Creditors of Choudhry Trading Corporation Limited (Company
Number 02942066) will meet at 11:00 a.m. on July 20 at:

         BDO Stoy Hayward LLP
         4th Floor
         Edmund House
         12-24 New Hall Street
         Birmingham B3 3EW
         United Kingdom

Creditors who want to be represented at the meeting may appoint
proxies.  Proxy forms must be submitted together with written
debt claims at 12:00 noon on July 19 at:

         M.H. Thompson
         Joint Administrative Receiver
         BDO Stoy Hayward LLP
         125 Colmore Row
         Birmingham B3 3SD
         United Kingdom
         Tel: 0121 200 4600
         Fax: 0121 200 4650
         E-mail: birmingham@bdo.co.uk

BDO Stoy Hayward -- http://www.bdo.co.uk/-- is the U.K. member  
firm of BDO International, the world's fifth largest accountancy
network with more than 600 offices in 100 countries.  Its
services include: audit and assurance, business restructuring,
corporate finance, disputes and investigations, investment
management, risk assurance services, tax services, and
valuations.


CNC METALFORM: Taps Joint Administrators from Jacksons Jolliffe
---------------------------------------------------------------
David Antony Willis and Matthew Colin Bowker of Jacksons
Jolliffe Cork were appointed joint administrators of CNC
Metalform Limited (Company Number 04077311) on June 15.

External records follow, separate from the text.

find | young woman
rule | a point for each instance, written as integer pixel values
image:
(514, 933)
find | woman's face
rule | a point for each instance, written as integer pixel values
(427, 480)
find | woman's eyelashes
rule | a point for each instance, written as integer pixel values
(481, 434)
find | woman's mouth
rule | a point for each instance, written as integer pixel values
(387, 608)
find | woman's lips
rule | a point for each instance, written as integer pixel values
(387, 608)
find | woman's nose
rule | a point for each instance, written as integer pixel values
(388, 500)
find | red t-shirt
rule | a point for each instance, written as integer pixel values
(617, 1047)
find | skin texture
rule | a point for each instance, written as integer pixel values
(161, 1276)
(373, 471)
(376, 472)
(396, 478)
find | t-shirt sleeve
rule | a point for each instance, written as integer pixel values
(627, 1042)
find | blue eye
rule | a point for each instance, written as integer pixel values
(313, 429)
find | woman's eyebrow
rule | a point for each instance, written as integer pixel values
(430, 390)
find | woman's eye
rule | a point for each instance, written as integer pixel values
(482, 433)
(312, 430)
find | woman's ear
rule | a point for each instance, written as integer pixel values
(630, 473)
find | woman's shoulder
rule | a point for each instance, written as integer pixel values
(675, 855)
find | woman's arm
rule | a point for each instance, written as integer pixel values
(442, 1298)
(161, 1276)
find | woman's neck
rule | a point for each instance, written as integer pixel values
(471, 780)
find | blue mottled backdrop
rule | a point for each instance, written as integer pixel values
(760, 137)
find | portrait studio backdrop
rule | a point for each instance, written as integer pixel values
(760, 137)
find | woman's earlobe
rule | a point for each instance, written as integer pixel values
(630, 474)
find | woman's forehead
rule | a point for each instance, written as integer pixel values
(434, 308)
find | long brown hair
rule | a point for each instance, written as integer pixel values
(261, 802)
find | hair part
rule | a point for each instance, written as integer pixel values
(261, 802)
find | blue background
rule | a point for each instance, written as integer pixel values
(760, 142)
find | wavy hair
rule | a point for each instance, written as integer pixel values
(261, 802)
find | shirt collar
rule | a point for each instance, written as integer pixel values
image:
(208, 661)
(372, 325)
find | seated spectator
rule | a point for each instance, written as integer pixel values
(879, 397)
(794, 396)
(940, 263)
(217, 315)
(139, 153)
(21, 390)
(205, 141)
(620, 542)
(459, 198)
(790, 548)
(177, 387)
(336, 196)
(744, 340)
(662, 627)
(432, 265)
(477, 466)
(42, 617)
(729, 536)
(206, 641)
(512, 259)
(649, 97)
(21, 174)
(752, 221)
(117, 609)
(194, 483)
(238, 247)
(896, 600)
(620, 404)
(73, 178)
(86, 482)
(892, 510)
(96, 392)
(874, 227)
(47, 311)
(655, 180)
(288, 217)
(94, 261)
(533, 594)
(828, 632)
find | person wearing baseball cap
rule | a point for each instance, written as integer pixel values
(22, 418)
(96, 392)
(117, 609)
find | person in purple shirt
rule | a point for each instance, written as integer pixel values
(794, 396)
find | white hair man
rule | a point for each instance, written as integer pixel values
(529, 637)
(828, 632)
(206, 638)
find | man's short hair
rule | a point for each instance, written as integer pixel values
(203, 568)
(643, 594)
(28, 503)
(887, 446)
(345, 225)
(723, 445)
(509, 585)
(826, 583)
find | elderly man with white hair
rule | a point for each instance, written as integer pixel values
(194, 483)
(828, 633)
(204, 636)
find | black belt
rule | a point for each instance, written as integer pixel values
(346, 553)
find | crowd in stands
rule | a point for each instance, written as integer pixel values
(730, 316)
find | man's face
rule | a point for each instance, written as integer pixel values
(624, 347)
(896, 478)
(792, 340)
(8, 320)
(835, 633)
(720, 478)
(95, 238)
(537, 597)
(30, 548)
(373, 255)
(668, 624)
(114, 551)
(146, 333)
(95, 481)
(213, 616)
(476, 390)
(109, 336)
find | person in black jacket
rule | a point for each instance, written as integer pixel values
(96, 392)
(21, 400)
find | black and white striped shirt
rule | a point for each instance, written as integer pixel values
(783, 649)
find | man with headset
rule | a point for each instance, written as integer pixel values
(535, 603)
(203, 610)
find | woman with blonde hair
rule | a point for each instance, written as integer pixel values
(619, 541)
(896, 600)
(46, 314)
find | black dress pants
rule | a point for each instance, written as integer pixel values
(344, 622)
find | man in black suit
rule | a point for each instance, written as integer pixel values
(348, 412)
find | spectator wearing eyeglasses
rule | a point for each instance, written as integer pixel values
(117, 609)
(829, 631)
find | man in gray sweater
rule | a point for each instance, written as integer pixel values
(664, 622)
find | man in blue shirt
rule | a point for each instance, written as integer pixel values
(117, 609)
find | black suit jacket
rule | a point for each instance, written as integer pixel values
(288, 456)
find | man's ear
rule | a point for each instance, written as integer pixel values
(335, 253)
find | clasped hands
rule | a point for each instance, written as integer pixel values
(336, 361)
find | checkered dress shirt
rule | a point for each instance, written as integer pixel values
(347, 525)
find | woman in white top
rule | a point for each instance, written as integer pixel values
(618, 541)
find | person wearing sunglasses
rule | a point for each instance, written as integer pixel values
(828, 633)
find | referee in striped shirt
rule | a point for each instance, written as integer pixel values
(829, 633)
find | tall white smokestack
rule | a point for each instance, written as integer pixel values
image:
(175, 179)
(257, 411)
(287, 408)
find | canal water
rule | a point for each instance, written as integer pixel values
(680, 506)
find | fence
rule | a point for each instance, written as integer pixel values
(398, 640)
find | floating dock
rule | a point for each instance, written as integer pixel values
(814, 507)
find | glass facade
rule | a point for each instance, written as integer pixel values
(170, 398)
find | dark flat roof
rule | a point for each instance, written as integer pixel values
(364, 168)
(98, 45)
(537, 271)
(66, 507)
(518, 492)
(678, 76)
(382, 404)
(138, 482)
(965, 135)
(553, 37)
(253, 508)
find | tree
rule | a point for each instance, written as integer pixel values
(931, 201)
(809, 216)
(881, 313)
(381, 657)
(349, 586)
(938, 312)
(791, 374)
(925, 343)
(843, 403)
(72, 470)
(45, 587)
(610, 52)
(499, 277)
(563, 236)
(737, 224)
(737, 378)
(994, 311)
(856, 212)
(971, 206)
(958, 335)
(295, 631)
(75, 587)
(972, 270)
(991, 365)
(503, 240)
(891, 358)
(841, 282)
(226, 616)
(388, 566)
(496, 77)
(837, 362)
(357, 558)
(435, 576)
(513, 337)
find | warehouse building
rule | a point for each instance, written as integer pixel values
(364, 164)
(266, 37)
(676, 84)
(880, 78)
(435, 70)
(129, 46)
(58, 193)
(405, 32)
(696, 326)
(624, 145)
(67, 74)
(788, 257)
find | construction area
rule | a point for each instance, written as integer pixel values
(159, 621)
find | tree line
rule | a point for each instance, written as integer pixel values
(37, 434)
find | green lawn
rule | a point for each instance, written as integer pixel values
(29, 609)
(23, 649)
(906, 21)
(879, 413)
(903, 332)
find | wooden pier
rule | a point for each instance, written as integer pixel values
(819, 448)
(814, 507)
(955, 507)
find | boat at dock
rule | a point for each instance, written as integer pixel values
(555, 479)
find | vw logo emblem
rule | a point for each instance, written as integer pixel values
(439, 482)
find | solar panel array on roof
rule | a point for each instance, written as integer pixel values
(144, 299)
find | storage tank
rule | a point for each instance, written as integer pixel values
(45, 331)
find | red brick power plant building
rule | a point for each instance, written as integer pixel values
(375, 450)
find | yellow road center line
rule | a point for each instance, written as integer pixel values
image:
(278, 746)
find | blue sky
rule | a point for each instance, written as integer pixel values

Jackson Jolliffe Cork -- http://www.jjcork.co.uk/-- was  
established in 1998.  It has offices in Doncaster, Harrogate,
Hull, Middlesbrough, Wakefield and York.  The firm is engaged
exclusively in business recovery and insolvency work and
comprises certified and chartered accountants, licensed
insolvency practitioners and business turnaround consultants,
many having joined us from senior positions within National
firms.

Headquartered in Bradford, United Kingdom, CNC Metalform Limited
fabricates metal.


COMPASS HEALTH: Creditors Pass Winding Up Resolution
----------------------------------------------------
Creditors of Compass Health & Fitness Consultancy Limited passed
a resolution to wind up the company's operations during an
extraordinary general meeting on April 13.

Subsequently, Stephen M. Katz was appointed Liquidator.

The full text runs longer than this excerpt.